Thursday, September 25, 2014

Thinking in absolutes/Over-reliance on theory

I have been sharing my work with another scholar, a PHD student, who is my writing partner. She sees and thinks differently from me and is very sharp, always identifying incoherence in my work. Recently, she shared her observation that I often think in absolutes, it is either this or that, but I do not realized the nuance and complexity about my cases that my teachers can fall somewhere between the two extremes. This was similarly raised during my confirmation exercise last December. My examiners asked me why I saw "blind patriotism" and "constructive patriotism" as two extremes. Couldn't they be on a continuum?

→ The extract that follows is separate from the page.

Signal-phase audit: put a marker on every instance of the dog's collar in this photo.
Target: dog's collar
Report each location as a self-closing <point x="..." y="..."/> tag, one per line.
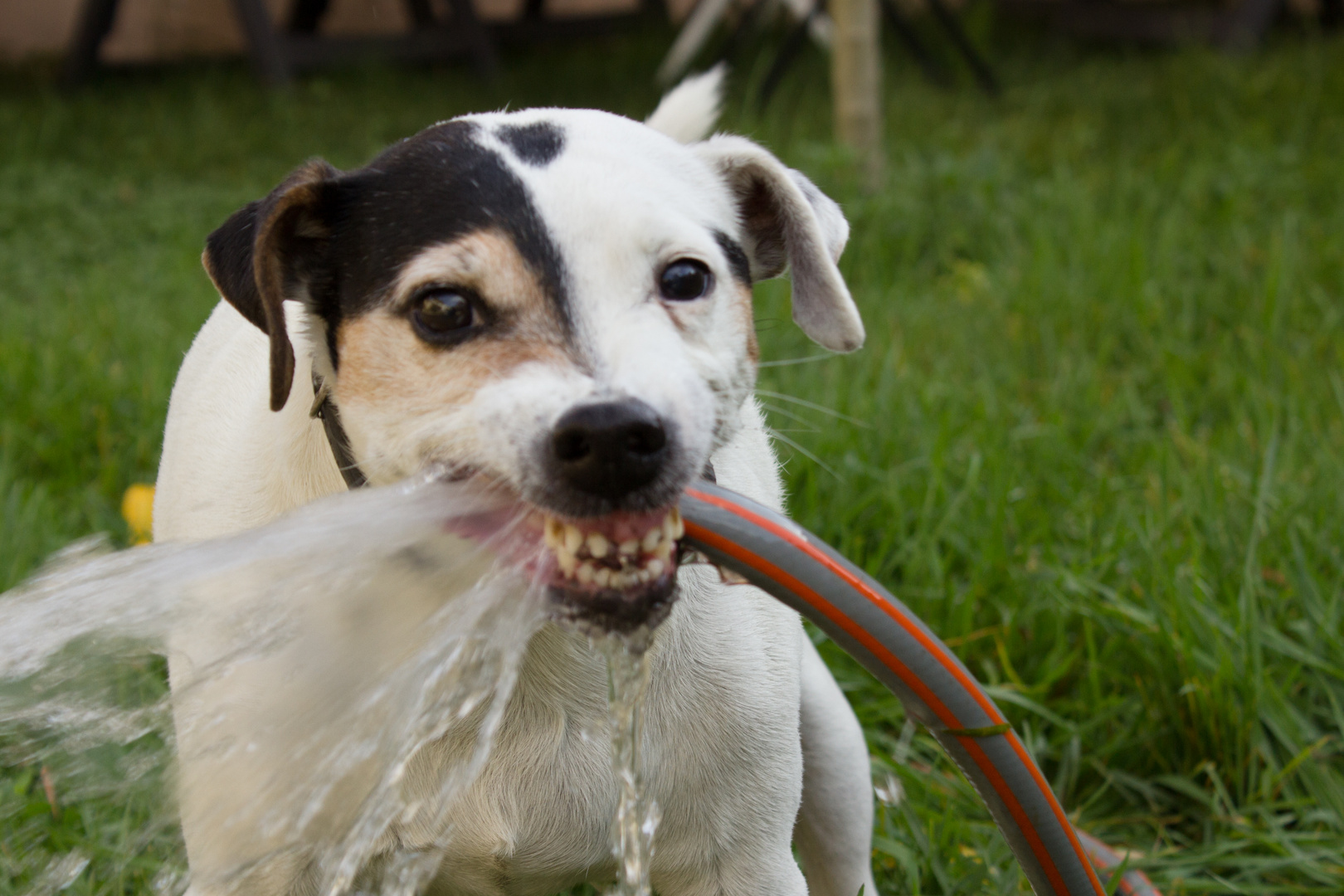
<point x="336" y="438"/>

The more I grapple with this, the more I realized the roots of my dichotomous thinking. When I first read about scholars' theories about the two types of patriotism, I was floored! I was so excited as I found theories that I can adopt into my study. But I forgot that the tradition from which these scholars were were from the positivist tradition and quantitative researchers. Nuances did not captivate them, they wanted a way to pigeon-hole people into two groups such that they can easily explained why some people were one way and other people another way. Subsequently, their theories became popular and replicated and theorized by others, yet... people have rarely questioned the limitations of dichotimizing people into just two groups!

What happened to me was that I was "being in the grip" of an existing theory rather than "having a grip" of this theory (p. 61). Rather than using the theory to help me frame my inquiry in a certain way to reflect my aims, I was trying to support someone else's agenda. Why should I be supporting these theorists' agenda? Shouldn't my research be adding on to knowledge, rather than simply reinforcing existing knowledge, even though reinforcing knowledge is not a bad thing in itself. It is important "to distinguish between ideas that were moving [my] inquiry forward and those that, however intellectually compelling, were causing [me] to spin [my wheels]." (p. 61)

This is how Schram (2006) puts it:
...what you should avoid is the tight embrace of theory as a singular preoccupation in your work. Imposing a well-established theory on your developing inquiry may set you up with a neat and satisfying framework for your study, but it may also prematurely shut down avenues of meaningful questioning or prevent you from seeing events and relationships that don't fit the theory...theory can provide perspective and suggest pattern, but it need not define what you can see.
Schram does not deny "the practical ways in which theory can contribute" to our work though, including:
  1. Offering us a way to connect our work to some larger issue or body of knowledge by inviting us to consider classes of events rather than single instances.
  2. Giving us a critical perspective to criticize prior work.
  3. Enabling us to not study everything by narrowing our decisions down "to attend to some things but not others in the course" of our inquiry (p. 60).
Schram, Thomas H. 2006. Conceptualizing and proposing qualitative research. 2 ed. Upper Saddle River, New Jersey and Columbus, Ohio: Pearson, Merrill Prentice Hall.